You're only 18, so have fun and be happy with yourself rather than searching for 'the one'.

To quote someone else again, there is no such thing as 'the one' but there is 'a one'. I am 32 and have been out with only one woman who remotely came near being 'a one' let alone 'the one'!

If you're lucky, you'll find her but don't stress about it!
 

studmuffin15

Master Don Juan
Joined
Aug 13, 2000
Messages
606
Reaction score
2
ok...disregarding the "age" thing and giving an answer to the real question........

when people talk about "the one", i always find it pretty interesting in how u approach it. i think when it comes to "the one", we need to strike a balance between "never being able to find the perfect woman", and taking the first thing that comes along.

yea, u need to ultimately find a person who has similiar interests to yours and that you have good chemistry with. but i also know many guys who look for such perfection in a mate that they wind up by themselves.

in order to find the balance between being "picky enough", where you are able to find women who complement you, and being "too picky", where you NEXT girls who may be ideal for you for superficial reasons, you need to date!

focus on yourself and the direction that you want to take in life. as you get older and become more aware of your own likes and dislikes (pertaining to the world in general), you will develop interests and passions. once you are set in who you are, figuring out which girls have "the one" material will be much easier than it is now.

also >>> although it may seem great, don't hedge your "one" material on a movie's character. when i was in junior high, my "one" was kristy swanson from Mannequin.

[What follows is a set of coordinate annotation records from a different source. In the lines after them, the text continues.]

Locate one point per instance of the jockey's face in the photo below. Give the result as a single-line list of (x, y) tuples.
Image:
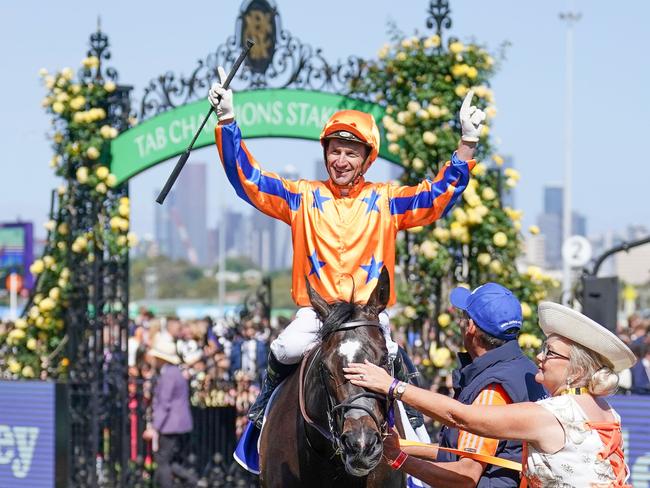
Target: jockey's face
[(344, 160)]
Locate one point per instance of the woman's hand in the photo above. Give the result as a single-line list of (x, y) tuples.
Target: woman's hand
[(369, 376), (391, 446)]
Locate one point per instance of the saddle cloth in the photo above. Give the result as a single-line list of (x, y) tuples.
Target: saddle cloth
[(247, 451)]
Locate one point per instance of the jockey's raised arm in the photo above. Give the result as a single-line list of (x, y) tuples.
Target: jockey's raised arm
[(423, 204), (277, 197)]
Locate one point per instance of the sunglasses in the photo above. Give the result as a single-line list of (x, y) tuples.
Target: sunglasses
[(548, 353)]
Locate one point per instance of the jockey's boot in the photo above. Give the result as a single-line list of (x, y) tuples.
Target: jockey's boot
[(276, 372), (408, 375)]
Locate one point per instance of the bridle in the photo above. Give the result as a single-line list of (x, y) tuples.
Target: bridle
[(336, 411)]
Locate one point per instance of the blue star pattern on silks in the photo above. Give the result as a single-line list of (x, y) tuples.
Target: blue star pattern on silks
[(316, 265), (373, 269), (371, 201), (319, 199)]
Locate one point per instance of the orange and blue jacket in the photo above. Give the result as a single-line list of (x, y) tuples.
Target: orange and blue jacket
[(340, 243)]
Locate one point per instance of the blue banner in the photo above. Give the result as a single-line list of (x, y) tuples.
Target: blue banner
[(27, 434), (635, 416)]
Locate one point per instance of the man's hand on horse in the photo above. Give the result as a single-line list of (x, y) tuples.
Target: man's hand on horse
[(369, 376), (221, 99)]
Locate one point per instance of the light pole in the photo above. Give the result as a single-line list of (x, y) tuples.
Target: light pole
[(570, 18)]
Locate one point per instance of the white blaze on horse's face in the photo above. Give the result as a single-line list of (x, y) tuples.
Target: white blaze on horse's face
[(349, 349)]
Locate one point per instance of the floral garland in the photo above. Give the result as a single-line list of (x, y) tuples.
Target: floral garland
[(421, 84), (33, 347)]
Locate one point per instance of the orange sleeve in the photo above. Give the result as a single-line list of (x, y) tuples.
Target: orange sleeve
[(493, 394)]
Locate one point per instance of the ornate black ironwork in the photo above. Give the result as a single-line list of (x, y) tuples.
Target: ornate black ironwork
[(97, 320), (283, 61), (439, 15)]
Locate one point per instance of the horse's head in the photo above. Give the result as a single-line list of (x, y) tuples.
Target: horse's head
[(351, 333)]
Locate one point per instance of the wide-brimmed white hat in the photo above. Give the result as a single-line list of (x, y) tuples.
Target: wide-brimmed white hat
[(566, 322), (165, 349)]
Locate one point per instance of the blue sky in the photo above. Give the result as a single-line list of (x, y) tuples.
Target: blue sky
[(610, 174)]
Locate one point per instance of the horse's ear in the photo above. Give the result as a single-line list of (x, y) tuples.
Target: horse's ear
[(318, 302), (381, 294)]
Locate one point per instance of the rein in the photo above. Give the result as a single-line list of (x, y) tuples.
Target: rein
[(332, 408)]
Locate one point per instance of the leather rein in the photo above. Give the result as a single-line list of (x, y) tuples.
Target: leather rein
[(336, 411)]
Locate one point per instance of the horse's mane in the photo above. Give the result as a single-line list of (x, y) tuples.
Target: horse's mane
[(340, 312)]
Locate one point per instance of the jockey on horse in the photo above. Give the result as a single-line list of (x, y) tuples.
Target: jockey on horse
[(343, 229)]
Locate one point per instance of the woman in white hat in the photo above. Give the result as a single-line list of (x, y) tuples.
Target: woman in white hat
[(572, 439)]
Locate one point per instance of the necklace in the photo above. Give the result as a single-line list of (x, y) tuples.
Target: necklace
[(582, 390)]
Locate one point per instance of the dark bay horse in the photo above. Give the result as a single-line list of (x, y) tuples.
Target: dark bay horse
[(323, 431)]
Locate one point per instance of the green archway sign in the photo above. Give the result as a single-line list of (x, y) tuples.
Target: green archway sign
[(289, 113)]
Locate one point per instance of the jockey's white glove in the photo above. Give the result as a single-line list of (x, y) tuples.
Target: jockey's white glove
[(223, 106), (471, 119)]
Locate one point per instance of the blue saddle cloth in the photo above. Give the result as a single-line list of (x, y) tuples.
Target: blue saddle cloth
[(247, 453)]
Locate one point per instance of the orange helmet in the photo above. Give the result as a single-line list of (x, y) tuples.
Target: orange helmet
[(352, 125)]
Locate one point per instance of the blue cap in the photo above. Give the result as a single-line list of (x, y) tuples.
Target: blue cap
[(492, 307)]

Instead of viewing a fictitious person's character traits and adopting those to your ideal, as i said, your own persona and character traits must be used to identify the traits that you want in "the one".
 

DJ_Dork

Master Don Juan
Joined
Jun 29, 2003
Messages
1,180
Reaction score
0
Age
46
Yep I agree with the second poster. I think about 25-30 is when you should seriously consider long term commited relationships. At your age it's not. Trust me dude..these days it is rare to find an American girl from age of 18-21 that will stick you for a long time. So for now your age.. just fool around but not too much - if you get in a relationship. then that's cool. Don't take it too seriously though until 24+
 

princelydeeds

Master Don Juan
Joined
May 23, 2003
Messages
645
Reaction score
41
Location
Pittsburgh, Pa
Wow if your 18 and fed up, Im 29 and still havent found "The One." Now all I want is the one for right now. Enjoy life, enjoy dating, Its not about being condescending, life is too short t oget caught up in women. Be good at what you are doing now, being excellent will bring excellent women to you. B1tches bring problems. Keep the problems away and you will have a happier life. B!iches dont know what they want tomorrow, they are even worse when they are under 25. Keep dating keep boning (DON'T HAVE ANY KIDS) JUST BE HAPPY.